Living…not literally, but figuratively…art can be almost anything kinetic. Life as art, art as life, the difference can be semantics rather than factual. Our interest lies more in how we “enliven” everything we interact with by our very attention. Some of my favorite examples are how certain graphics trick the brain into thinking it’s moving when it’s not.
Or when street artist create scenes so real-looking, you have to stop and stare.
Probably the most famous artist to create visual illusions is M.C. Escher who specialized in playing tricks on our perception using the mind’s desire to make sense of the world…usually in black and white, but sometimes also in color.
(Thanks for inspiring this prompt, Jen Baxter!)
The Making of Unnumbered Sparks
When looking at related videos for art installations, this one popped up. I’d never heard of it, but it was created for the 30th anniversary of the TED talks. TED’s motto is: “Ideas Worth Spreading”.

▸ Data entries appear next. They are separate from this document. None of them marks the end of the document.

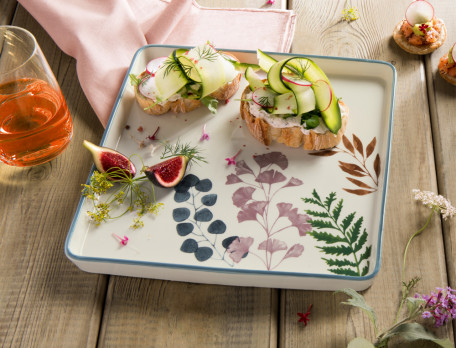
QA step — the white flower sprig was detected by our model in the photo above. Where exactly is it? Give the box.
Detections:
[338,189,456,348]
[412,189,456,220]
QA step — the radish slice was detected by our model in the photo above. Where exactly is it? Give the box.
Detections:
[282,75,312,87]
[448,42,456,64]
[146,57,168,75]
[312,80,333,112]
[252,87,277,109]
[405,0,434,27]
[138,75,157,99]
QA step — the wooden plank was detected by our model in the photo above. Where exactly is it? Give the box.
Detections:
[425,1,456,340]
[99,277,278,347]
[0,2,107,347]
[280,0,454,347]
[0,0,17,25]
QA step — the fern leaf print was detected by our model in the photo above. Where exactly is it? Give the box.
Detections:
[303,190,372,277]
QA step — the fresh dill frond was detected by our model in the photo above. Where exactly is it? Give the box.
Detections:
[128,74,141,87]
[82,168,163,229]
[196,46,219,62]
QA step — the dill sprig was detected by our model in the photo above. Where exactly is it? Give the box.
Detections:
[160,140,207,163]
[196,45,219,62]
[258,96,272,107]
[163,57,183,77]
[82,168,163,229]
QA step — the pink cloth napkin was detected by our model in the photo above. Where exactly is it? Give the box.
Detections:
[19,0,295,126]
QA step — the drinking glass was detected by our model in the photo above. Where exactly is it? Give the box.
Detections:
[0,25,73,167]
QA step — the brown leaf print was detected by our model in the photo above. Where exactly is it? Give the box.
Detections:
[342,135,355,154]
[374,154,380,179]
[353,134,364,158]
[366,137,377,158]
[339,161,366,177]
[344,188,375,196]
[309,150,339,157]
[347,177,377,191]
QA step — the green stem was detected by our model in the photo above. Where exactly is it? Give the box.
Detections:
[394,208,435,323]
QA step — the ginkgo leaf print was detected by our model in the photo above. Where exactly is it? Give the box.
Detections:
[225,152,312,270]
[309,134,381,196]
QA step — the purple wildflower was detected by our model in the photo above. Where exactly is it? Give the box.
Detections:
[421,287,456,327]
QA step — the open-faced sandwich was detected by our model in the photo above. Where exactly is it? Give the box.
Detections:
[393,0,447,54]
[439,43,456,85]
[130,44,241,115]
[241,50,348,150]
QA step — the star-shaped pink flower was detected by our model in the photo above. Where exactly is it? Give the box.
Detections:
[225,150,241,165]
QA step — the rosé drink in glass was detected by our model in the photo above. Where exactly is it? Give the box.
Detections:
[0,26,73,167]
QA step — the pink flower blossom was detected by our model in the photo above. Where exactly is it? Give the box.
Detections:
[200,125,209,141]
[225,150,241,165]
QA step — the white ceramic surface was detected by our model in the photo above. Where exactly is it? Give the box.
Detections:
[65,46,396,290]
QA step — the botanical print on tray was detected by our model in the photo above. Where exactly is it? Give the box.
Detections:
[303,190,372,276]
[226,152,312,270]
[173,174,233,266]
[309,134,381,196]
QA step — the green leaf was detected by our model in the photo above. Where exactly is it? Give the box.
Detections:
[358,245,372,263]
[323,258,356,268]
[382,323,453,348]
[310,220,337,229]
[309,232,345,244]
[328,268,359,277]
[200,96,218,114]
[336,288,378,332]
[352,229,367,253]
[318,245,352,256]
[332,200,343,222]
[306,210,330,218]
[406,297,426,317]
[361,261,370,276]
[342,213,355,232]
[325,192,336,210]
[347,337,375,348]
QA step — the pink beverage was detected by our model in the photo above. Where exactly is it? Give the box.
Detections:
[0,25,73,167]
[0,78,73,166]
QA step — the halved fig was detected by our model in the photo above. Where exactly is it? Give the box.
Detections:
[83,140,136,181]
[144,156,188,187]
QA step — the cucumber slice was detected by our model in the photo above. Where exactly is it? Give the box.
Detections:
[288,83,316,115]
[177,56,201,83]
[186,45,226,98]
[245,67,265,91]
[268,58,316,114]
[155,55,189,100]
[252,87,277,112]
[271,92,298,115]
[257,49,277,72]
[268,58,290,94]
[300,58,342,134]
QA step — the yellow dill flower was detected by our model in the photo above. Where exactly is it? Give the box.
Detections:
[342,0,359,22]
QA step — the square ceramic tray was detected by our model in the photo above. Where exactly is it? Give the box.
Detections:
[65,45,396,290]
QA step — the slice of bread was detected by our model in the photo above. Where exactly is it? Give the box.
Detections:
[135,52,241,115]
[241,86,348,150]
[439,53,456,86]
[393,18,447,54]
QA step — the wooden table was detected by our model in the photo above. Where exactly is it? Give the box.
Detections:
[0,0,456,347]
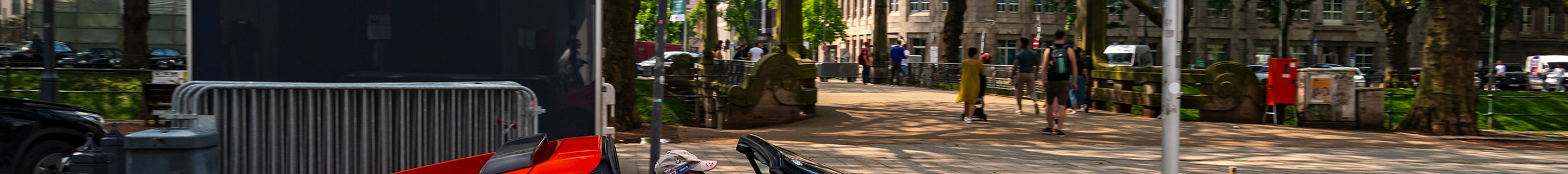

Learn about the making of Unnumbered Sparks, a monumental interactive sculpture in Vancouver, Canada created by artists Janet Echelman and Aaron Koblin for TED’s 30th anniversary. Choreographed by visitors in real time through their mobile devices, at night, the sculpture becomes a crowd-controlled visual artwork on a giant, floating canvas powered by Google.
Along with the video, the following was also offered…and so true:
Your ability to generate power is directly proportional to your ability to concentrate.
Your ability to concentrate is directly proportional to your ability to eliminate distraction.
Distraction is created by mismanaged commitments.